Citing that there were already some options to suppress message output, including -quiet, but none that changed the exitcode... and --mute XXXX should conform to these... ie not be a special no exit code case...

Thus the only difference between current tidy, and tidy-I794 is the message output, if allowed by removing -q from the config will be -

Tidy 5.7.22
...
Tidy found 1 warning and 0 errors!
...

to

Tidy 5.7.20.I794
...
Tidy found 1 warning and 0 errors! Not all warnings/errors were shown.
...

But both will exit with 1... this has not changed...

The document has been modified by tidy... accordingly tidy can not exit 0... which indicates Success, good to go....

It is not good to go... it has an error, which you should fix, if you want the default config --drop-empty-element yes... you can change that config, and get 0, if that is what you want...

Note to self, issue-794, version 5.7.20, needs to be rebased to next, version 5.7.22, which has another --mute XXXX option change... namely Config: to Info:...

Look forward to further feedback... thanks...

jan-matejka commented 5 years ago

Ok, then it looks like it works as you intended. --drop-empty-elements no is what I need.

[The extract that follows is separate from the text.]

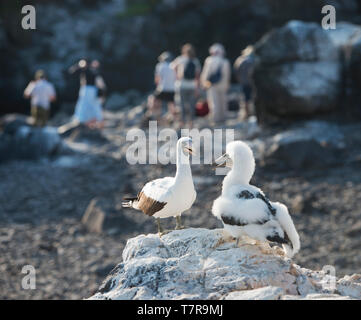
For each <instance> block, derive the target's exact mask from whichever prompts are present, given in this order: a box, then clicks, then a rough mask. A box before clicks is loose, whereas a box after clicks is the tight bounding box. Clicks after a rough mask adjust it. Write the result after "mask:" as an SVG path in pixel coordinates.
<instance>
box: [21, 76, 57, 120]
mask: <svg viewBox="0 0 361 320" xmlns="http://www.w3.org/2000/svg"><path fill="white" fill-rule="evenodd" d="M24 97H25V98H27V99H29V98H31V116H32V118H33V120H34V125H35V126H39V127H44V126H45V125H46V123H47V121H48V119H49V113H50V103H51V102H54V101H55V100H56V92H55V88H54V86H53V85H52V84H51V83H50V82H49V81H47V80H46V74H45V72H44V71H43V70H38V71H36V73H35V80H34V81H31V82H30V83H29V84H28V86H27V87H26V89H25V91H24Z"/></svg>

silky commented 4 years ago

re-opening this

it would be really good if tidy would not adjust the error code for warnings

consider

09:45 PM noon ∈ build (next*) cat ex.html                                                                  1 ↵
<!DOCTYPE html>
<html lang="en">
<head>
<meta charset="utf-8">
<title>Is. #754</title>
</head>
<body>
<a href="what ever.JPG" />
</body>
</html>
09:46 PM noon ∈ build (next*) tidy --mute ESCAPED_ILLEGAL_URI,ILLEGAL_URI_CODEPOINT ex.html                1 ↵
Info: messages of type "ESCAPED_ILLEGAL_URI" will not be output
Info: messages of type "ILLEGAL_URI_CODEPOINT" will not be output
Info: Document content looks like HTML5
Tidy found 2 warnings and 0 errors!

<!DOCTYPE html>
<html lang="en">
<head>
<meta name="generator" content=
"HTML Tidy for HTML5 for Linux version 5.7.28">
<meta charset="utf-8">
<title>Is. #754</title>
</head>
<body>
<a href="what%20ever.JPG"></a>
</body>

error code is 1.

while it's great that it's not kind of "writing" the warning to console; i'm actually using tidy as part of a toolchain, and when the exit code isn't 0, the chain fails.

so, how can i just ask tidy to suppress this warning?

geoffmcl commented 3 years ago

@silky, thank you for the comment, and sorry for the LONG delay in replying on this...

There is simply NO option to modify the exit code... The mute and quiet options only suppress the message output...

Please re-read my comments, particularly -

The document has been modified by tidy... accordingly tidy can not exit 0... which indicates Success, good to go....

For the particular case given in this issue, there exists an option, --drop-empty-elements no, which means tidy does not modify the document... hence no warning... no bump in exit code...

In the circumstances where tidy is being used in a toolchain, I would suggest that it is not as simple as testing if the exit code is non-zero... If you have no interest in warnings then you need to test if the exit is not 2, or negative... ie 0 or 1 is ok... continue processing...

So, at this point, can see no reason to re-open this... sorry...